1995年3月,台北士林的一场追思茶叙刚结束,人群散去,蒋孝勇遗孀方良轻声对几位旧识说:“阿勇生前叮嘱过,今天可以把老先生最后一句话讲出来。”茶香未散,众人瞬间安静。这句话像一粒石子,投入已经不起波澜的蒋家湖面,涟漪随即扩散。
时钟拨回到1988年1月13日凌晨两点。蒋经国在七海寓所翻身起床,自觉胸口闷痛,却坚持自己走到书房。他反复翻阅的是李登辉提交的“地方自治改革草案”。屋内护士提醒:“先生,该休息了。”蒋经国没抬头,只回了句:“等我看完。”末了,他在草案旁记下一个圈,随后便支持不住地靠在椅背上。

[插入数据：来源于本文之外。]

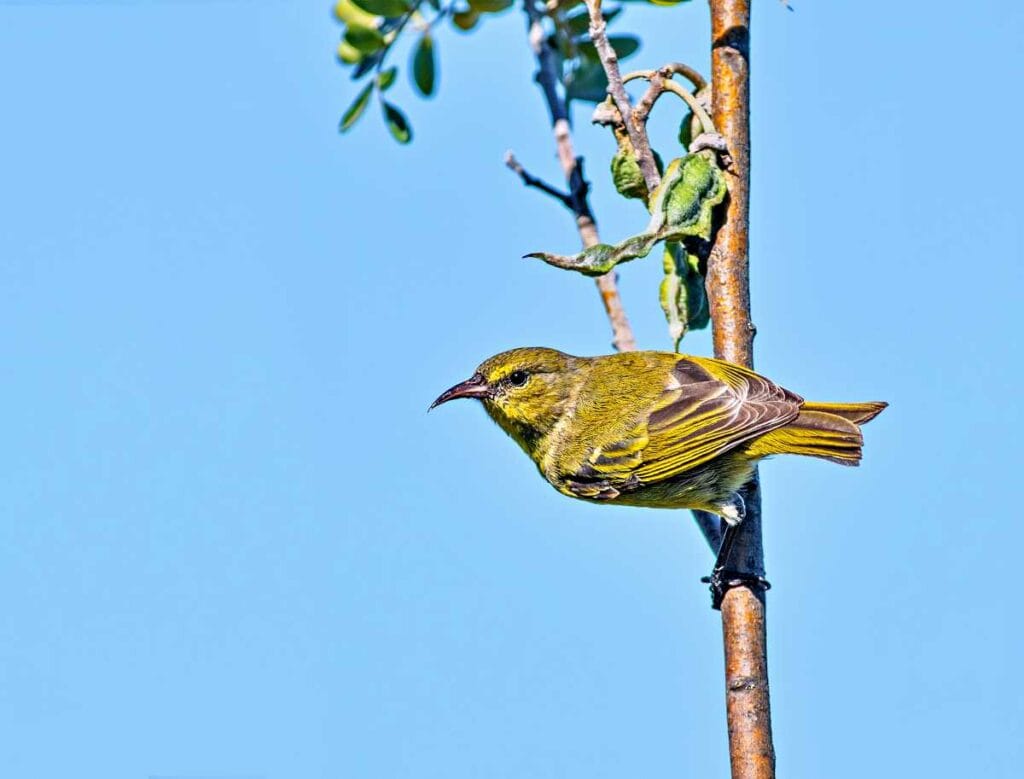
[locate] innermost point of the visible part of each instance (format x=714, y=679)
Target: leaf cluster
x=373, y=28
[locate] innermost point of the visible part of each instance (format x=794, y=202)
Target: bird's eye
x=518, y=378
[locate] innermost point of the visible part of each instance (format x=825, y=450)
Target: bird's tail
x=829, y=431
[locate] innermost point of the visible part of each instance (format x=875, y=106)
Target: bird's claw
x=722, y=580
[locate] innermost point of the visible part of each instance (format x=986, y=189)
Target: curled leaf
x=579, y=23
x=424, y=66
x=352, y=114
x=682, y=293
x=397, y=125
x=383, y=7
x=681, y=208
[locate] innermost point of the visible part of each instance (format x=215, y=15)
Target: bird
x=656, y=429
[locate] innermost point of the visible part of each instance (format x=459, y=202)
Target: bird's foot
x=722, y=580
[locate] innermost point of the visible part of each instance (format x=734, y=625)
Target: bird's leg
x=722, y=578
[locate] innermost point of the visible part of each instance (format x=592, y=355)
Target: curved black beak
x=475, y=386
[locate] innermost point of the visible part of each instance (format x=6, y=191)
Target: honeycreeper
x=655, y=429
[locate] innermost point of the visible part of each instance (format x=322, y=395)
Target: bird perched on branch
x=655, y=429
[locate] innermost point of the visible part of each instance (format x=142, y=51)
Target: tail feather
x=860, y=414
x=828, y=431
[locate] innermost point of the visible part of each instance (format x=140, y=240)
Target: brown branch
x=636, y=131
x=748, y=704
x=548, y=79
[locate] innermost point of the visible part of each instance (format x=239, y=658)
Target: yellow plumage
x=655, y=429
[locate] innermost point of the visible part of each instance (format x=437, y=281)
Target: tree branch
x=636, y=131
x=748, y=704
x=549, y=80
x=530, y=180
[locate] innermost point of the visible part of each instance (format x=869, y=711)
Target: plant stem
x=549, y=80
x=638, y=136
x=748, y=704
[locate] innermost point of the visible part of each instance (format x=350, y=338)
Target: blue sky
x=232, y=544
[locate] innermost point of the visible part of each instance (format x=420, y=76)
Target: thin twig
x=609, y=59
x=530, y=180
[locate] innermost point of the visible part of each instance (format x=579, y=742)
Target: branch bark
x=748, y=704
x=548, y=79
x=609, y=59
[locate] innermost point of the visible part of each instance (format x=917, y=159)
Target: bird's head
x=525, y=390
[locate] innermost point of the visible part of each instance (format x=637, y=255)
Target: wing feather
x=708, y=407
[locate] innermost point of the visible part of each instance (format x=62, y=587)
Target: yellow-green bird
x=655, y=429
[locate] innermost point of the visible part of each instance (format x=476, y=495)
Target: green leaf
x=424, y=67
x=386, y=79
x=397, y=125
x=587, y=82
x=489, y=6
x=625, y=45
x=366, y=39
x=682, y=293
x=680, y=209
x=383, y=7
x=351, y=116
x=579, y=23
x=466, y=20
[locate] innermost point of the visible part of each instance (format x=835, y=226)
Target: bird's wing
x=708, y=407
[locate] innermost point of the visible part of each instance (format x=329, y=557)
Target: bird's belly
x=707, y=487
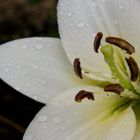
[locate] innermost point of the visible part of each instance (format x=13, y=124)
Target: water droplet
x=29, y=84
x=28, y=137
x=121, y=7
x=68, y=138
x=18, y=67
x=34, y=66
x=57, y=119
x=81, y=24
x=7, y=69
x=93, y=4
x=42, y=118
x=18, y=88
x=35, y=97
x=43, y=82
x=69, y=14
x=39, y=46
x=24, y=46
x=25, y=72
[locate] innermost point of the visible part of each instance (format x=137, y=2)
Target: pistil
x=134, y=70
x=121, y=43
x=77, y=68
x=84, y=94
x=97, y=41
x=116, y=88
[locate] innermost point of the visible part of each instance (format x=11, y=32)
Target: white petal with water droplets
x=37, y=67
x=88, y=120
x=115, y=18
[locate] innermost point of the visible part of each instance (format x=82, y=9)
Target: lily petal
x=64, y=119
x=37, y=67
x=80, y=20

天亮后医生团队赶到,血压、心律、血糖——全部数据没有剧烈异常,偏偏症状越来越重。有意思的是,蒋经国始终不肯注射镇痛针,理由是“头脑要保持清醒”。那份固执,熟悉他的人并不意外。
上午八点半,早餐桌前的一声闷咳打破短暂平静。鲜血喷溅在瓷盘,警卫抬钟表记录,时间停在8点41分。蒋孝勇紧搀父亲,冲着医护喊:“车子准备好了没有?”救护车冲破大门时,院内腊梅刚好落下一瓣,细节凑巧得令人心里发毛。
台北荣总的抢救室里,电击、输氧、强心针轮番上阵。九点五十九分,设备发出长音,医生以为已无法回天,却见蒋经国突然微睁双目。蒋孝勇俯耳,听到断断续续五字:“我……看错人了。”声音低得像老钟的尾响,他用尽最后力气抬了抬右手,方向正对李登辉照片。话音落下,心电图归零。
消息被严格封锁。当天中午,行政院照常开会,对外只说“病情突然恶化”。台北街头,拥蒋人士在阴雨里等候,直到傍晚才听到官方讣告。人们议论最多的,是未来权力交接:长子孝文早年荒唐,二子孝武因“江南案”受创,唯一稍稳的孝勇才三十岁出头。比起父亲当年的手腕,他显然火候不够。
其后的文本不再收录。